Un jour, quelqu'un a dit "on n'a jamais l'occasion de faire deux fois une bonne première impression". La Sardaigne n'a peut-être pas tout pour elle, mais elle prend au moins ce dicton au pied de la lettre.
Lorsque nous débarquons dans le modeste port de Santa Theresa, celui-ci s'est paré de ses plus beaux atours pour accueillir les passagers venant de Corse. Et il ne souffre pas la comparaison. Les routes sont larges et calmes, les bâtiments sont colorés voire même jolis et quelques cafés avenants nous appellent déjà. Le plus important, il a convoqué le soleil pour qu'il pointe enfin le bout de ses rayons.

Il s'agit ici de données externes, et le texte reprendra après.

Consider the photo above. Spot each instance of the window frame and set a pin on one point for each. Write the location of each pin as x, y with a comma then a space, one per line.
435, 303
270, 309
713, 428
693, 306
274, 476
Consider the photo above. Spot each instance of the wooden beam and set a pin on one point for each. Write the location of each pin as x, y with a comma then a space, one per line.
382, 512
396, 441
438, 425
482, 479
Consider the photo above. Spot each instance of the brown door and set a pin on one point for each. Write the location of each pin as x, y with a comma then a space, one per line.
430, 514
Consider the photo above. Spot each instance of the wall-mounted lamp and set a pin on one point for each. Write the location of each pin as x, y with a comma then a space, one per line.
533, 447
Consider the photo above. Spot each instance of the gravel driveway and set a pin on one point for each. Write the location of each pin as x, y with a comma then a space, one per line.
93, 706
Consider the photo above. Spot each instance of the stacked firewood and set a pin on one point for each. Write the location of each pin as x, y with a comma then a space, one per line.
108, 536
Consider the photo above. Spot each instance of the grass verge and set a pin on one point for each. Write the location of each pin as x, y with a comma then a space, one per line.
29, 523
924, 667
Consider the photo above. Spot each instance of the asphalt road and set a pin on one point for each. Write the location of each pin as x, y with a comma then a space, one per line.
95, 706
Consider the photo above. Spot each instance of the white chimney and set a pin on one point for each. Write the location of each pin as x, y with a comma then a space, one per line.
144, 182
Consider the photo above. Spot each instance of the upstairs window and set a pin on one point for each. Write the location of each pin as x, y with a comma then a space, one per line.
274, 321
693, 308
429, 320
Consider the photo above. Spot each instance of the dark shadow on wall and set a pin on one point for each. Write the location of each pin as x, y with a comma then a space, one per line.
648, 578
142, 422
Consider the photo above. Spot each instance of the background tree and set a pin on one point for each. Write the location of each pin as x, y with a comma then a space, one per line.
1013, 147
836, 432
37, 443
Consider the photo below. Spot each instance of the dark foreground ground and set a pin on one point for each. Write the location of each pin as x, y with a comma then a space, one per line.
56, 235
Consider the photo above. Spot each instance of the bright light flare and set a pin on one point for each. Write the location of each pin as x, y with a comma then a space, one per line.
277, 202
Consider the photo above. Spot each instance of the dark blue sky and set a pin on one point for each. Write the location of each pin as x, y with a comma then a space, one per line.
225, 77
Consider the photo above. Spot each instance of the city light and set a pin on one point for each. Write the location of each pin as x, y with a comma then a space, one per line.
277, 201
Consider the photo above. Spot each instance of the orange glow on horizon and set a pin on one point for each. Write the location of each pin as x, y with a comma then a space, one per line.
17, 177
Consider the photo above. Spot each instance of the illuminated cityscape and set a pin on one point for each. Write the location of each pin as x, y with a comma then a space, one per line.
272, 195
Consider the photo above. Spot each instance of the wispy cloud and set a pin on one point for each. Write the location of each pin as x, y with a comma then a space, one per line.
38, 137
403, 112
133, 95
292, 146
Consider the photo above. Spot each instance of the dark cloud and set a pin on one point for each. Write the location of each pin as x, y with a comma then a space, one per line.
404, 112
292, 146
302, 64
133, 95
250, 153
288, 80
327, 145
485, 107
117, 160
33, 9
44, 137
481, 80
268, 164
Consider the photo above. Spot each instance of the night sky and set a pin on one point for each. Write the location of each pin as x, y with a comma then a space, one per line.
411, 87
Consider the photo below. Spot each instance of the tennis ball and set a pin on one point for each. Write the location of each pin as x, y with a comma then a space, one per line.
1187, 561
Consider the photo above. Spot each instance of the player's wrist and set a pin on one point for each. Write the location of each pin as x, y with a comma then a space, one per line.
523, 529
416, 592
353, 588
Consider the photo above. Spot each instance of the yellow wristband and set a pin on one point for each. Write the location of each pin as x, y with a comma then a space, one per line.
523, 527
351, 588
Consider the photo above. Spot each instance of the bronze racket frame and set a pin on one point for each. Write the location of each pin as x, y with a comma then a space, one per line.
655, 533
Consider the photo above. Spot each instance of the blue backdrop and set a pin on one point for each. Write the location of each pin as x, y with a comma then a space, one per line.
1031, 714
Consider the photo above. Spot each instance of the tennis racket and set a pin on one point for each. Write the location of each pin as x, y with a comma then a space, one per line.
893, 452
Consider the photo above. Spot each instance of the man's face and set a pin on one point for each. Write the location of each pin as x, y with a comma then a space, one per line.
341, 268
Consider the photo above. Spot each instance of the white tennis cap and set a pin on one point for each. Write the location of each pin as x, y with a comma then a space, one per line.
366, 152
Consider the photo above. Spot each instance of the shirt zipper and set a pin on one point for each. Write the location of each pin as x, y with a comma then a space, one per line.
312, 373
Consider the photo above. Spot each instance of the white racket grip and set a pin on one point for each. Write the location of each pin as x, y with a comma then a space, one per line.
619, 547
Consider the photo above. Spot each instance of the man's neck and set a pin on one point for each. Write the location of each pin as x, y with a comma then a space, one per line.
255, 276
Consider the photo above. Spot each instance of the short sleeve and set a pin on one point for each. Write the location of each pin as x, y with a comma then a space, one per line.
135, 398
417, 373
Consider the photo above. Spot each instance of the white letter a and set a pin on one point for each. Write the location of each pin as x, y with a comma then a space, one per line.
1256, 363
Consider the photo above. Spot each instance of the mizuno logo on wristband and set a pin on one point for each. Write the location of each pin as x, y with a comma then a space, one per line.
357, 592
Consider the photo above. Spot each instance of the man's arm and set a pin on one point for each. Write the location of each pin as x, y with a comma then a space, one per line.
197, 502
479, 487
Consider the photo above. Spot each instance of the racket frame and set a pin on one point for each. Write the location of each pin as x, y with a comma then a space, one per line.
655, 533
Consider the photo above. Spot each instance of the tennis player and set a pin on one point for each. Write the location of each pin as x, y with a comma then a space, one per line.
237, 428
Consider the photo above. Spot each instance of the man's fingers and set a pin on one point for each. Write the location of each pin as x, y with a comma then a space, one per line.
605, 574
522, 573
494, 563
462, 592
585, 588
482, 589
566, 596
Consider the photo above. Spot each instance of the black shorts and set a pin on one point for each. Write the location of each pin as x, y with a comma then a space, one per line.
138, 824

Dès la sortie de la ville, tout nous semble plus vaste et plus… désert. Nous pouvons rouler une matinée complète sans trouver un bar ouvert pour nous ravitailler, croisant une voiture un peu sans faire exprès. Toutes les villes que nous traversons ont la fréquentation d'un dimanche après-midi en France, quel que soit le moment de la journée. Beaucoup de magasins ferment en milieu de journée accentuant cette impression de vide.
Le drapeau de la Sardaigne représente quatre têtes Maure. Je pense que c'est là une belle façon d'assumer sa personnalité multiple. Loin d'être un trouble lorsque l'on parle d'une région entière, cela devient une source de curiosité supplémentaire. D'autant plus lorsque ces différentes facettes s'entremêlent.
Disons-le tout de suite, pour les touristes et les cyclistes que nous sommes, la Sardaigne des plaines n'a pas d'intérêt. Les industries et les zones d'activité économique y sont légion et le paysage est morne et sans distinction. De vastes prairies relient les zones urbanisées. Au moins pouvons-nous la traverser rapidement à vélo lorsque le vent y est favorable.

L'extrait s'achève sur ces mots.